William Scott Monograph

 

William Scott by Norbert Lynton
4 June 2007

William Scott by Norbert Lynton

Norbert Lynton’s detailed and beautifully illustrated monograph on Scott was first published in 2004.

The success of the first edition lead to a revised edition being published in 2007.

Synopsis

Born in Scotland in 1913, William Scott was raised in Northern Ireland, the oldest boy in a family of eleven children. He trained at the Belfast College of Art and the Royal Academy Schools in London, and first came to the public’s attention when he participated in the Arts Council’s exhibition at the 1951 Festival of Britain.
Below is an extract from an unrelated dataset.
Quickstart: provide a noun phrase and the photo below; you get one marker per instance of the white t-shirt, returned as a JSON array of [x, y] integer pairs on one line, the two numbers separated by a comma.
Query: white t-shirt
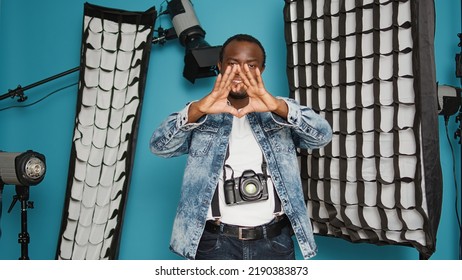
[[244, 154]]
In 1953 he visited Rothko, Pollock, de Kooning and others in New York, and began to exhibit there regularly.

His work ranges from abstract paintings to ever-richer still lifes with multiple levels of meaning. This lavish volume includes work from all periods – most reproduced in full colour – introduced and assessed by the art historian Norbert Lynton, who has been given completely free access to Scott’s private archive by the William Scott Estate. His account of William Scott and Scott’s art is rooted in personal knowledge of the artist and the art world he inhabited, and has involved first-hand contact with his work around the world and research in the Scott Archives, as well as consideration of the artistic currents operating in western art during his time.

“A well-written and sumptuously illustrated account of one of the best 20th-century British artists … produced to the highest standards and the reproductions are glorious.”
Andrew Lambirth, The Spectator

“At least there’s no doubt about the heaviest monograph now available. William Scott is 500 pages long, some 2ins thick, and has 400 plates in colour, 100 more in black-and-white, and an expansive, well-written text by the indefatigable Norbert Lynton. (…) There is much more to Scott than near abstract compositions of pots and pans simplified to within an inch of their (still) lives — as the gorgeous reproductions testify.”